According to American Foundation for Suicide Prevention, men are almost four times more likely to kill themselves than women. Such a reason because it is because young men are taught that it is not manly to confide in other men, to be vulnerable and to express emotions.

The left calls this inability of men to express themselves “toxic masculinity” and claims to be fiercely opposed to it. But by insisting that the only way two men can share a strong bond is romance or sex, it reinforces the same “toxic masculinity” he claims to be against.

On top of that, childhood male friendships are an essential part of a young man’s development. “Luca” director Casarosa describes this feeling beautifully. talk about his childhood friend: “Alberto pushed me out of my comfort zone, and pushed me many cliffs, metaphorically and not. I probably wouldn’t be here if I hadn’t learned to chase my dreams away from him.

There is a form of love here, yes, but it is of a different, non-sexual race.

Men don’t need to be told that the only way to bond deeply with other men is to be gay.
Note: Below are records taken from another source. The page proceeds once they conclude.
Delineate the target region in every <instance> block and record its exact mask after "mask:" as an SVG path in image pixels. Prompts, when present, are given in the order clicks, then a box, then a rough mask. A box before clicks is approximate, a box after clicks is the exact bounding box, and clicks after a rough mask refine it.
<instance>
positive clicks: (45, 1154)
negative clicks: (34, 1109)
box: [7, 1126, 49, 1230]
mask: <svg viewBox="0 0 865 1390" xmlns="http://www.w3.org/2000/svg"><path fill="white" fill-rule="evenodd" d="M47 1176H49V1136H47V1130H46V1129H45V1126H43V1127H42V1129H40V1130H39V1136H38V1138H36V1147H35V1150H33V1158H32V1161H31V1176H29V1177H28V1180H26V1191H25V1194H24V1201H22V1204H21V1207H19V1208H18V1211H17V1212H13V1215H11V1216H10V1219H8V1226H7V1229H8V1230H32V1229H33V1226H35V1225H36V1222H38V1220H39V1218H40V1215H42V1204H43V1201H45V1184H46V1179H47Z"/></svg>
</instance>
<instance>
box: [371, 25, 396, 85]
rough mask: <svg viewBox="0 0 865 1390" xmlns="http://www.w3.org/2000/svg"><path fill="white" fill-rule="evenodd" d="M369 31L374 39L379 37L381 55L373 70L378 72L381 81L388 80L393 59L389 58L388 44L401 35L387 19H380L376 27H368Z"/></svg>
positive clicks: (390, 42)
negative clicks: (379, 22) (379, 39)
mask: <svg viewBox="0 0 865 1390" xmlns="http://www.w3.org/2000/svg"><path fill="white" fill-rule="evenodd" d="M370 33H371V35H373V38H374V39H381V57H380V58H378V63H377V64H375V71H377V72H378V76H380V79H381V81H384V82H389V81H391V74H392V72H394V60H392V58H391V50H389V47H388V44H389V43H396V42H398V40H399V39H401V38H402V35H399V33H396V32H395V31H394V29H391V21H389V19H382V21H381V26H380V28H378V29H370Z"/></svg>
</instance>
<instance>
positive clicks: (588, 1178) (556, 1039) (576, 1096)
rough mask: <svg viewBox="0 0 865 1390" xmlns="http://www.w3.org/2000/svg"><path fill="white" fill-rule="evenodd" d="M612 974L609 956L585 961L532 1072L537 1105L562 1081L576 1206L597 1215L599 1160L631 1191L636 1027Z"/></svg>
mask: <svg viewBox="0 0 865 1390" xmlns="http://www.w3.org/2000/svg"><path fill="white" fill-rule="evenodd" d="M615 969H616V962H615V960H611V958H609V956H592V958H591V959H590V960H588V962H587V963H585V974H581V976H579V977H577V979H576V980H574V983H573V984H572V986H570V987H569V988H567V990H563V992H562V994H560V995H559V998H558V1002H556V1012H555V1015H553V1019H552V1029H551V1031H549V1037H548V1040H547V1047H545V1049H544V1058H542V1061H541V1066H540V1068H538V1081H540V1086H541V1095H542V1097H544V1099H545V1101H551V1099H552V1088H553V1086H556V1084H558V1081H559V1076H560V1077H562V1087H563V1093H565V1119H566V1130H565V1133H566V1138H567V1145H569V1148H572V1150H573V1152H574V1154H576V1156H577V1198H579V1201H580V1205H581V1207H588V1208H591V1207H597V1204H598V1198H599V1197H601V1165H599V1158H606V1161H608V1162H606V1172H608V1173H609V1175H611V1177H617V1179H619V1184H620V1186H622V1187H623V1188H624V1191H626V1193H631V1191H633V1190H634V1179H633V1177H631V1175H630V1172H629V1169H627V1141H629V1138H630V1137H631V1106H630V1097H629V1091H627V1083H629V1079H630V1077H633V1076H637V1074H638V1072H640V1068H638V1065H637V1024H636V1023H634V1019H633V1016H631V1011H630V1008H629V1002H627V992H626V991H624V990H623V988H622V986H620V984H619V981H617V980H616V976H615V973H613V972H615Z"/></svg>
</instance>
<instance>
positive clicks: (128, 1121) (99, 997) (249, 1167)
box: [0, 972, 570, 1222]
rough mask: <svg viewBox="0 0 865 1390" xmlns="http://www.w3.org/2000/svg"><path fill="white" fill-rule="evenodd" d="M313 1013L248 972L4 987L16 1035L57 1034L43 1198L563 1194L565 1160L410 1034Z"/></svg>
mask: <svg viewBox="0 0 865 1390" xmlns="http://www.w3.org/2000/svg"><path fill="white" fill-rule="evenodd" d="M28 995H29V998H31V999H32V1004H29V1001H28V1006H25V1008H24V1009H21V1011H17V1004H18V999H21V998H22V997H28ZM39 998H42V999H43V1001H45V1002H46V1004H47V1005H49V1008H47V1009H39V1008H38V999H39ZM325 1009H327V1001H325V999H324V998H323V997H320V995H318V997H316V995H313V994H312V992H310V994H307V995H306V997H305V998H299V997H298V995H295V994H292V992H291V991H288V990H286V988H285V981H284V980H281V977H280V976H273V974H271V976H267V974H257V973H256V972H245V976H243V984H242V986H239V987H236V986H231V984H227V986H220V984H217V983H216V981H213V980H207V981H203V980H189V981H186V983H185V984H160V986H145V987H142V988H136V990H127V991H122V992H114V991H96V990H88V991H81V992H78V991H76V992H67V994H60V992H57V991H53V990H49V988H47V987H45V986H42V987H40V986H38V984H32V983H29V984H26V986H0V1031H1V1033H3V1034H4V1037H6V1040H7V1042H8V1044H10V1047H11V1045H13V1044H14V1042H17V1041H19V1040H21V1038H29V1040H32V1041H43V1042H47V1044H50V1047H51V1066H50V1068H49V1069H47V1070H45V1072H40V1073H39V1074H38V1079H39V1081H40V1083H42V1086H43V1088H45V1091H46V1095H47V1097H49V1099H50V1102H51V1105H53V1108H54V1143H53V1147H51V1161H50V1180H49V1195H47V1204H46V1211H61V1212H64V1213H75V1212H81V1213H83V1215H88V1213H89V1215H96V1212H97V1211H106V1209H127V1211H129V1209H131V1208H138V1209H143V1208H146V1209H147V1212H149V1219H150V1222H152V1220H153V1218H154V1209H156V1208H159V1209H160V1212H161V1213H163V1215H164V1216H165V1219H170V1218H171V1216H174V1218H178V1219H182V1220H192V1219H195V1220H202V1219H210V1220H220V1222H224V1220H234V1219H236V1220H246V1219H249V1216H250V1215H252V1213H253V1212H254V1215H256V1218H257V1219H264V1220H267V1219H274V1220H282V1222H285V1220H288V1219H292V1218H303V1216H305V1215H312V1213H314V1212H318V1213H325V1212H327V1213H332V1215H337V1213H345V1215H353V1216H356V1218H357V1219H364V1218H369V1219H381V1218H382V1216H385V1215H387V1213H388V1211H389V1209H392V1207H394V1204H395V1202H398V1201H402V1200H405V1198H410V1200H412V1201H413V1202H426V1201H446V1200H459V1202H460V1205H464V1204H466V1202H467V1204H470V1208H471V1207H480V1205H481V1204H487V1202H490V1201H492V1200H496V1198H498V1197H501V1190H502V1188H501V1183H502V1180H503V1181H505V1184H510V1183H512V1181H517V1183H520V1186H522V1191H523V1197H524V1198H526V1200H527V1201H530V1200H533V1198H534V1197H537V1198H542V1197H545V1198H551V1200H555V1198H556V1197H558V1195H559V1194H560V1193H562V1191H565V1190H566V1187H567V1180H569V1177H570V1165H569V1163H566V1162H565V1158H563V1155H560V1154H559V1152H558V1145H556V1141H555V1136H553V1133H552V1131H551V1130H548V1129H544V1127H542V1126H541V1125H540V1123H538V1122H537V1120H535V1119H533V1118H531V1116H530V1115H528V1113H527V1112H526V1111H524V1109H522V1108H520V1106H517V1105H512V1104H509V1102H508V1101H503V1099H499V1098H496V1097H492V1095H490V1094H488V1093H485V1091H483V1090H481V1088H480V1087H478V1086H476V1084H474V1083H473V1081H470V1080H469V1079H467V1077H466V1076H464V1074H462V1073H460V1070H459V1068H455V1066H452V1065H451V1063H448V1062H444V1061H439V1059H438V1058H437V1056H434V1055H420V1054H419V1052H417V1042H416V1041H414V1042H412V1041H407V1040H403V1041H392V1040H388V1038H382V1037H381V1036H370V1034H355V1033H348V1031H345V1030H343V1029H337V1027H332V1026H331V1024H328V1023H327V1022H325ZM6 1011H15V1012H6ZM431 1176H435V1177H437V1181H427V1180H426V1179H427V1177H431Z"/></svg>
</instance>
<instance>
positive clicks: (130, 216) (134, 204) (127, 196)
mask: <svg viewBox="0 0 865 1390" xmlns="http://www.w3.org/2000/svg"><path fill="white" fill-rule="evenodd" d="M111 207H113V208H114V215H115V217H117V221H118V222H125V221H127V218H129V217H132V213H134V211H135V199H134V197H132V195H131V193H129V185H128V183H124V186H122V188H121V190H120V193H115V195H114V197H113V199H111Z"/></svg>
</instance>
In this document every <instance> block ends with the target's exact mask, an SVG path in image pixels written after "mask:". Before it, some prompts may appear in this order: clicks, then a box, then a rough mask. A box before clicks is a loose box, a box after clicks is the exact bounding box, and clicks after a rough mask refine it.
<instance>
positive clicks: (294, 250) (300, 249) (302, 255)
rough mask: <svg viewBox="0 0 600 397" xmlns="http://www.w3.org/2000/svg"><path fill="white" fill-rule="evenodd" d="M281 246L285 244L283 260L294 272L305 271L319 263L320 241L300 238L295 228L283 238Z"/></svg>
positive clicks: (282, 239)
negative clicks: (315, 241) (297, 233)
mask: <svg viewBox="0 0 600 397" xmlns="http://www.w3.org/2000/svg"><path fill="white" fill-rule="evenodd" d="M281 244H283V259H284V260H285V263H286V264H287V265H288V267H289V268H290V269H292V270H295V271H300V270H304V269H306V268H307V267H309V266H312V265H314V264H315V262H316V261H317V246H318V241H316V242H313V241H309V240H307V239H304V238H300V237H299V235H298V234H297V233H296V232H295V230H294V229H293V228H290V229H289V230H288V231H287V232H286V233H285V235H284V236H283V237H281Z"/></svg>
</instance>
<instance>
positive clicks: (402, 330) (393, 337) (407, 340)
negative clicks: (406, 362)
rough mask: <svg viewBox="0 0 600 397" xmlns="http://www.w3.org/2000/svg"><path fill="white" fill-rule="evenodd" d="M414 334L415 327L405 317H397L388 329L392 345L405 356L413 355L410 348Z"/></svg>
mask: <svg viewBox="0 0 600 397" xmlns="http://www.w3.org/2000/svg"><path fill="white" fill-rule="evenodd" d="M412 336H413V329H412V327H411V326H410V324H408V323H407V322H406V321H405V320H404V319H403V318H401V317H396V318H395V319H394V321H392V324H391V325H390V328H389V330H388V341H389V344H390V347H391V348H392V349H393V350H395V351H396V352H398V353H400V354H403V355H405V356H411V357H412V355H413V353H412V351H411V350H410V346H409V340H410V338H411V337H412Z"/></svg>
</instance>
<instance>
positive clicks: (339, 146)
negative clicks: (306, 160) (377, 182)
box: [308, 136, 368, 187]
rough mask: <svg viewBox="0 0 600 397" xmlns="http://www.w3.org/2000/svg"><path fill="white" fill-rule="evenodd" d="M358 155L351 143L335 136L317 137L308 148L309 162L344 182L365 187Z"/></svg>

Tell them that there is nothing wrong with having deep platonic connections with other men, and that being vulnerable and having emotions with someone does not automatically mean that you are sexually attracted to them. .

You have to tell them that having male friends is an essential part of growing up and becoming an honorable manhood. By all accounts, “Luca” is about this very process.

Author CS Lewis once observed that “those who cannot conceive of friendship as substantial love but only as a disguise or an elaboration of Eros betray the fact that they never had a friend. “.

It is deeply sad that movie critics and waking viewers seem unable to see stories of male friendship without an agenda-tinged lens. This philosophy of homosexuality belittles the importance of male bonds that help transform young men into well-adjusted adults. Now more than ever, growing boys need to be told that they can and should have close platonic relationships with their peers.

So it’s good that films like “Luca” revel in these deep and powerful bonds of friendship.